Well, I can handle that. I got a sailboat, ain't I? I fix up a locker with a padlock, and I start accumulatin' materials, duckin' into the library occasional to get more dope from translations of Hermes Trismigestus and Count Graby and Nicolas Flamel and so on. I get to be a expert on alchemy, which some ways is almost as interestin' as science fiction, only not so likely. It looks to me that with a good thick concrete screen and remote-control handling of materials to take care of radiation, it might be a good idea to see if the philosopher's stone formula does give nuclear fission. But right now I try something with immediate practical use. I go after the Elixir of Youth.
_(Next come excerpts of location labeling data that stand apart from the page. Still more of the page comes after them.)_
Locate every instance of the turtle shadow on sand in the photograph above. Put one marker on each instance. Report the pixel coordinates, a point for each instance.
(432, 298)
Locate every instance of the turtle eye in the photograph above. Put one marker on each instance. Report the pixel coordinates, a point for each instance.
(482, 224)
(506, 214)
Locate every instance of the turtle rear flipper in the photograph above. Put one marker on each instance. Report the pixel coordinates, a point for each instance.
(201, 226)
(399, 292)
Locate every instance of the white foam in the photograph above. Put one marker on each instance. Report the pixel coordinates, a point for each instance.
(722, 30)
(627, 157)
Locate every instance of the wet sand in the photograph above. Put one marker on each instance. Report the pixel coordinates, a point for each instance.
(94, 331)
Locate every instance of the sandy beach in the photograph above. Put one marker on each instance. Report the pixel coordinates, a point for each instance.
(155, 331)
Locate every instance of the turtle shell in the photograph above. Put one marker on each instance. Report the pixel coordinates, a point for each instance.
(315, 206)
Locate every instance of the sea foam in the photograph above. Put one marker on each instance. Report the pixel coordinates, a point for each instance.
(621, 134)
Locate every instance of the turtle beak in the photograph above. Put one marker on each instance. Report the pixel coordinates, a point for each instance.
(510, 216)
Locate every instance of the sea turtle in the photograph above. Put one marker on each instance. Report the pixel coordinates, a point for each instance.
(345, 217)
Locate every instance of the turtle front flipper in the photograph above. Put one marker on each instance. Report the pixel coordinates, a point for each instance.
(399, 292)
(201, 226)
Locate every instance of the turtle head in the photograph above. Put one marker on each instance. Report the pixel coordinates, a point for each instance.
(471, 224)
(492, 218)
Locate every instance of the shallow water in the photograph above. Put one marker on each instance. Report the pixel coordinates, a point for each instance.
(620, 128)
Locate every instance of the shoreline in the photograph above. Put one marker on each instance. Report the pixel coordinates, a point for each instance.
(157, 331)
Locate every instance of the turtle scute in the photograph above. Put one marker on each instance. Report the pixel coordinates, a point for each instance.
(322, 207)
It is surprising how hard it is to get some things. Dragon's blood, which the formula calls for, ain't what you think and you don't buy it at a art store, either. And raw natron is not easy to get hold of. I am almost stumped by ashes of mandrake, though; there simply ain't any mandrake in the United States. But I hunt it up in the botany books, and I find a weed that's a close cousin, I spend two days off in the woods hunting it, and I find some and compare the leaves with those in the book.

Then I got to reduce it to ash, and I'm drifting around in the bay with a terrific stink and plenty of smoke coming from my apparatus in the sailboat. It don't occur to me what it looks like, but all of a sudden there's a booming noise, and a fast motor-yacht is streaking up to me, and it looms up and a couple tough-looking guys are looking me over. One of 'em says: "You on fire, kid. Want us to douse it for you?"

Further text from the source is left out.